Final

Question 1

What is the minimum temperature needed for nuclear fusion in the core?

Answer 1

10-15 million K

Question 2

__% of the Sun’s mass is its inner half.

Answer 2

90%

Question 3

What are neutrinos?

Answer 3

• Weakly interacting
• Low mass
• Fast
• Neutral particles
  Needed to conserve angular momentum in beta decay (transforming into the next periodic element).

Question 4

Neutrinos don’t usually interact with anything. When they do something, what do they do?

Answer 4

They can hit a neutron to produce a proton (beta decay).

Question 5

Trillions of neutrinos pass through you every second. What was the rate of neutrino
detections for the Sudbury Neutrino Observatory?

Answer 5

About 3 neutrinos per hour.

Question 6

What was the Solar Neutrino Problem?
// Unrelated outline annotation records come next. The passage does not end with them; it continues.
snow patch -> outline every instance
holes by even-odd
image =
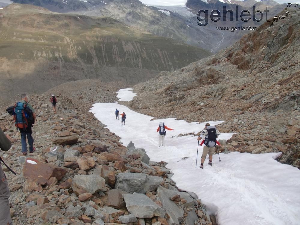
[[[33,164],[33,165],[36,165],[37,164],[34,162],[34,161],[32,161],[32,160],[31,160],[30,159],[27,160],[26,160],[26,162],[28,163],[30,163],[31,164]]]
[[[168,10],[166,10],[160,9],[159,10],[158,10],[158,11],[160,12],[162,12],[164,13],[167,16],[170,15],[170,12],[169,12],[168,11]]]
[[[133,100],[133,97],[136,94],[131,91],[133,88],[125,88],[120,89],[116,93],[118,94],[117,98],[120,101],[129,102]]]
[[[125,126],[115,119],[116,108],[126,113]],[[299,224],[300,170],[274,160],[278,153],[220,153],[220,162],[217,154],[212,166],[207,165],[206,158],[204,169],[200,169],[203,146],[197,146],[197,137],[177,136],[197,134],[204,129],[206,121],[188,123],[174,118],[152,121],[153,117],[116,103],[96,103],[90,111],[121,137],[124,146],[132,141],[136,147],[145,149],[150,160],[168,162],[166,167],[174,173],[172,178],[176,186],[195,193],[208,211],[218,215],[219,224]],[[159,148],[156,131],[161,121],[175,130],[167,131],[166,146]],[[209,122],[215,125],[222,122]],[[228,140],[232,134],[222,133],[218,139]]]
And the solution?

Answer 6

Early measurements only detected 1/3rd of the predicted amounts of neutrinos.

Turn’s out, there are three types of neutrinos, which oscillate between each other freely. We were only designing our detectors to detect one type.

Question 7

Oscillations between neutrino types prove…

Answer 7

Neutrinos have mass!

Because of oscillation, the three types can’t have equal mass (or else there wouldn’t be different types).

Question 8

What is helioseismology?

Answer 8

Like neutrinos, another way to study the interior of the Sun.

It’s the study of the sound waves produced due to the Sun’s pressure fluctuations.

Question 9

Explain how we study helioseismology. (The Sun is an instrument?)

Answer 9

Sound waves bounce off the Sun to create vibrations with Doppler Shifts! The sound waves vary in pitch depending on the properties of the Sun (yup, it’s an instrument).

Question 10

Explain the Sun’s Drunkard’s Walk.

Answer 10

Photons are produced from the core, and take a super long time to escape the Sun, since its path is completely random; scattering off & getting absorbed by other particles.

Question 11

How long can it take for a photon to escape the Sun’s radiation zone?

Answer 11

Drunkard’s Walk = 10^5 - 10^6 years

Question 12

Why does the Sun’s energy transport change from radiation (radiation zone) to convection (convection zone)?

Answer 12

Due to the decrease in temperature- different modes of heat.

Question 13

Is energy transport the same in all star types?

Answer 13

Nope, it depends on mass/size –> layers.

Question 14

Solar Chromosphere vs Corona

Answer 14

Chromosphere = outer activity layer (small red spots around solar eclipse)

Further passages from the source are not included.